Świątynia Jedi była pod tym względem taka jak planeta, na której się wznosiła. Tylko bez tylu śmierci i koszmarów. Być może porównanie było kiepskie - pomyślała Tala Vleka, popychając wózek opiekuna wzdłuż rozległej, opuszczonej sali, lewitując małą, okrągłą lampę, aby oświetlić drogę. To prawda, że ​​Świątynia miała setki zapomnianych poziomów, takich jak ten, z których większość leżała teraz w ruinie pod powierzchnią, ale nie były wrogie jak dzicz niższych poziomów Coruscant. Świątynia Jedi, nawet w jej najciemniejszych, zaniedbanych głębinach, była bezpieczną i spokojną przystanią.

Było tu pięknie, na swój własny sposób. To prawda było to ciemne i zimne miejsce, pozbawione życia i jakichkolwiek sprzętów. Ale Moc była tu gęsta, tak gęsta, że ​​mogłaby jej spróbować. Jej smak był bogaty i delikatnie przyprawiony, pokolenia mądrości Jedi naciskające na nią jak tlące się ognisko, żar światła, który utrzymywał mieszkańców powierzchni przy życiu. Szkoda, że ​​teraz używali tych poziomów tylko jako schowek na narzędzia. Generatory elektryczne, rezerwowe systemy antygrawitacyjne, regulatory repulsorowe i jednostki konserwacyjne to tylko niektóre z rzeczy, które znalazły dom tutaj na dole.

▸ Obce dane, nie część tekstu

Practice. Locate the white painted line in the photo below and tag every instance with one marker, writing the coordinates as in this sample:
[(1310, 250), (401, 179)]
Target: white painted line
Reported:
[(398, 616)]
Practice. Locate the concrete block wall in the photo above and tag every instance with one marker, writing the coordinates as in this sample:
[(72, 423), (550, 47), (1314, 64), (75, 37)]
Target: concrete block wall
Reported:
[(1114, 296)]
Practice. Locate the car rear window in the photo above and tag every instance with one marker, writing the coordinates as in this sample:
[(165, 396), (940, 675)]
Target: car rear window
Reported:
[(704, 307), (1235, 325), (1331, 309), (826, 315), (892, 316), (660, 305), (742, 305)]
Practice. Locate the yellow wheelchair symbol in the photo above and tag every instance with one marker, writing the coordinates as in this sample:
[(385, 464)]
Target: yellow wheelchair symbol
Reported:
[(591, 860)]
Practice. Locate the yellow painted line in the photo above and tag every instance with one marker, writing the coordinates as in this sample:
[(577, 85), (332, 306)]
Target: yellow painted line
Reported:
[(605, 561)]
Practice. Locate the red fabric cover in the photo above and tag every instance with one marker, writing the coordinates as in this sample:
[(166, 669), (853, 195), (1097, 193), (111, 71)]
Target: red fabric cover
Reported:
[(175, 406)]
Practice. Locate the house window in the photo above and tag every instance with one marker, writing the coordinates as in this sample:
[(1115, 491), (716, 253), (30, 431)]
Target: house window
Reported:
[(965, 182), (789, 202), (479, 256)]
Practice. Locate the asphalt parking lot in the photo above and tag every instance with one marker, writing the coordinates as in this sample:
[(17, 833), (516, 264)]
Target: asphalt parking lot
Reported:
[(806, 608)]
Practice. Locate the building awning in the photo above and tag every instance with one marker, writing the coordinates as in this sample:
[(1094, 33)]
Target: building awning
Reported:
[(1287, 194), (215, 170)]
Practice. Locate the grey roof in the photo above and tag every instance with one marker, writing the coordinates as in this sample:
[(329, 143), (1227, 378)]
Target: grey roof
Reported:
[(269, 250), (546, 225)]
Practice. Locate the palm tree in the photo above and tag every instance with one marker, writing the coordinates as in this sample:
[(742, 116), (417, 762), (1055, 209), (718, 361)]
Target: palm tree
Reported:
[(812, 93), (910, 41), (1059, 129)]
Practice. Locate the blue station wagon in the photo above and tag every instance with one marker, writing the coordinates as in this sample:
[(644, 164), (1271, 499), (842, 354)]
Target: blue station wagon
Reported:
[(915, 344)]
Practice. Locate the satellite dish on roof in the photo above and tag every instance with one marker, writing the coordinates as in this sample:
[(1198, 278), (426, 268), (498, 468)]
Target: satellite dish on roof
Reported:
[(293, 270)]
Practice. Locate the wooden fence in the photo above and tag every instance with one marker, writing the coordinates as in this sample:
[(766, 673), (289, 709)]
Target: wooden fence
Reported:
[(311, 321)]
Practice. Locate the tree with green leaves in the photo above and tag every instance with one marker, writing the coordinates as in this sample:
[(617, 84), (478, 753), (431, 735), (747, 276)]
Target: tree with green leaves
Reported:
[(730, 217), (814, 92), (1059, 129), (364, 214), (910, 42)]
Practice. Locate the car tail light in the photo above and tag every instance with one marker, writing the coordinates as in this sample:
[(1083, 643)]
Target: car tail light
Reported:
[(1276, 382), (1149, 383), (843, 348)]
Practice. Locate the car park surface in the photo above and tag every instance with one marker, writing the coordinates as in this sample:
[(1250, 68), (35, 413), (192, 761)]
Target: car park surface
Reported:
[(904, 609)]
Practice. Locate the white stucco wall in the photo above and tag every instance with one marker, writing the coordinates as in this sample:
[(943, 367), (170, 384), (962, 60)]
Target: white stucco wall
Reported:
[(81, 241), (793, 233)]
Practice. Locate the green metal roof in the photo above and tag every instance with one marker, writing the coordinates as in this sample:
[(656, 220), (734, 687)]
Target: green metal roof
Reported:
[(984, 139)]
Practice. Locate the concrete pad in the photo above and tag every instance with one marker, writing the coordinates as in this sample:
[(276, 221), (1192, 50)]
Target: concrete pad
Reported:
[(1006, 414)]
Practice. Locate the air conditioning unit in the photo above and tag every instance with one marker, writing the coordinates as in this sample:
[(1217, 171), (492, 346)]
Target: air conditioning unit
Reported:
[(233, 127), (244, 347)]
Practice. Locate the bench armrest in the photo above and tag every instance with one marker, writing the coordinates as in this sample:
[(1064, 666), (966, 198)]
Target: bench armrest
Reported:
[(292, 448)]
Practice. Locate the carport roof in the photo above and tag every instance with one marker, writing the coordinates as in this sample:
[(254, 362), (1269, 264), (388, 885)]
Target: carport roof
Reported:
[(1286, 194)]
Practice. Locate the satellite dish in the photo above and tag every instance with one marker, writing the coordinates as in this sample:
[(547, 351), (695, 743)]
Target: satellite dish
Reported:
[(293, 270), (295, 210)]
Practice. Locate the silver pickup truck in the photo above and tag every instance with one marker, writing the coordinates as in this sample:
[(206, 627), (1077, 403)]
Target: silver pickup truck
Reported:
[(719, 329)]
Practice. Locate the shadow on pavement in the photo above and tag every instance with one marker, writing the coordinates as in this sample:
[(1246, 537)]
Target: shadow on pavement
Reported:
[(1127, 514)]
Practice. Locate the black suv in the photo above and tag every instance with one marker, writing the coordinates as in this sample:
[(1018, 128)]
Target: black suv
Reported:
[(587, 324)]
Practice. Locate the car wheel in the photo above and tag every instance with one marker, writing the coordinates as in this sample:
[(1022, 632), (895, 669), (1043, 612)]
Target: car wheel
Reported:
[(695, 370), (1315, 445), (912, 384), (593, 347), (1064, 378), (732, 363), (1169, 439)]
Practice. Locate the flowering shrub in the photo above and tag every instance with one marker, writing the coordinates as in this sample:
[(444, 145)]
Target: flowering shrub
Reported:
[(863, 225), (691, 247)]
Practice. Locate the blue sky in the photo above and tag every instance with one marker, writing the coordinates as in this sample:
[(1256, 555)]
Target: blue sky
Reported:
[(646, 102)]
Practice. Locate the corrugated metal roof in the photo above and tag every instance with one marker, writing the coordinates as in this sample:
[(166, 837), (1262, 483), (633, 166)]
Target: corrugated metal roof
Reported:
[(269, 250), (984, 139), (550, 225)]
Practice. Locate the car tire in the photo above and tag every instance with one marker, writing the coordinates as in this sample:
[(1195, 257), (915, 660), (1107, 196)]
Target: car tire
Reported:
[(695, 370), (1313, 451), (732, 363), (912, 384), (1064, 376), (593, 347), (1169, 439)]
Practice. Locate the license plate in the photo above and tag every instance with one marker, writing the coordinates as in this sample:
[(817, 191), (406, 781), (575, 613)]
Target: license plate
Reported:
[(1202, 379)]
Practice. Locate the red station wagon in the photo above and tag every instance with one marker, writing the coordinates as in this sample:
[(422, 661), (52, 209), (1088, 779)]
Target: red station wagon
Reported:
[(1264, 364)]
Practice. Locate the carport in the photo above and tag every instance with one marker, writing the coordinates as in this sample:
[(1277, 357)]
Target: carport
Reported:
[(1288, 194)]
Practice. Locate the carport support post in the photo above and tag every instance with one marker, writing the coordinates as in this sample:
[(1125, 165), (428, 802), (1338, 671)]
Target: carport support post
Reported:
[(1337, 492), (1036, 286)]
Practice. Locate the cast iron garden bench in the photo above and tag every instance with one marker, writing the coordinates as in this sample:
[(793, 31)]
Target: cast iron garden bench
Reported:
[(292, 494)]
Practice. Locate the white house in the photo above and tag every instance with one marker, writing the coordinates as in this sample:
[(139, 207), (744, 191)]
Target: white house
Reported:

Odkąd zakończyła czas inicjacji w wieku trzynastu lat, obowiązkiem Tali było dbanie o nie. To była samotna i nużąca praca. Ale z Mocą, która była tu tak silna, mogła rozkoszować się atmosferą jak dobrym winem.

W tak ogromych i starożytnych podziemiach wyrzucona część technologii żyła w różnych zagłębieniach, połączonych siecią korytarzy pełną starych posągów i pomników, sal medytacyjnych i rysunków zapomnianych rytuałów. Tala widziała tu nawet książki - te prawdziwe papierowe. Były to pozostałości najstarszych archiwalnych zbiorów, które Jocasta Nu pozostawił tutaj w najstarszym miejscu Świątyni i nic dziwnego. W tych ciemnościach nie było nikogo, kto mógłby zagrażać tutaj ich kruchości. Nie było tu niczego oprócz generatorów i regulatorów - i oczywiście Tali.

Jednak z woli Mocy samotność Tali Vleki nie trwała długo. O tysiąctrzysetnej godzinie drugiego dnia dziesiątego miesiąca 25 012 Roku Galaktycznego, Moc uderzyła w fundamenty Świątyni i posłała Talę na kolana.

Później dowie się o masowym chaosie, który wybuchł, gdy tysiące Jedi wyczuło wstrząs. Dzieci krzyczały, uczniowie zamarli w swoich pozycjach, nawet Najwyższa Rada zawahała się podczas swoich codziennych posiedzeń. Ale po kilku uderzeniach serca szczelina w Mocy zamknęła się tak szybko, jak się pojawiła, pozostawiając Jedi w zdumieniu, zastanawiających się , co właściwie stało się w galaktyce?

W głębi świątyni Tala wyczuwała wstrząs. Coś... ktoś. Nie była już tutaj sama.

Zimny ​​dreszcz przebiegł jej wzdłóż kręgosłupa, a na jego końcu ciemno niebieskie włosy stanęły dęba. Porzucając wózek, wyciągnęła rękę i przyciągnęła latarnię do siebie. Drugą rękę zacisnęła wokół miecza świetlnego, który nosiła przy pasku - była to prosta szabla treningowa, która pozostała jej po inicjacji i byłaby bezużyteczna w walce, ale szumiący kryształ wewnątrz ją uspokajał. Luminescencyjne czerwone oczy otworzyły się szeroko kiedy skupiła się na ścieżkach Mocy.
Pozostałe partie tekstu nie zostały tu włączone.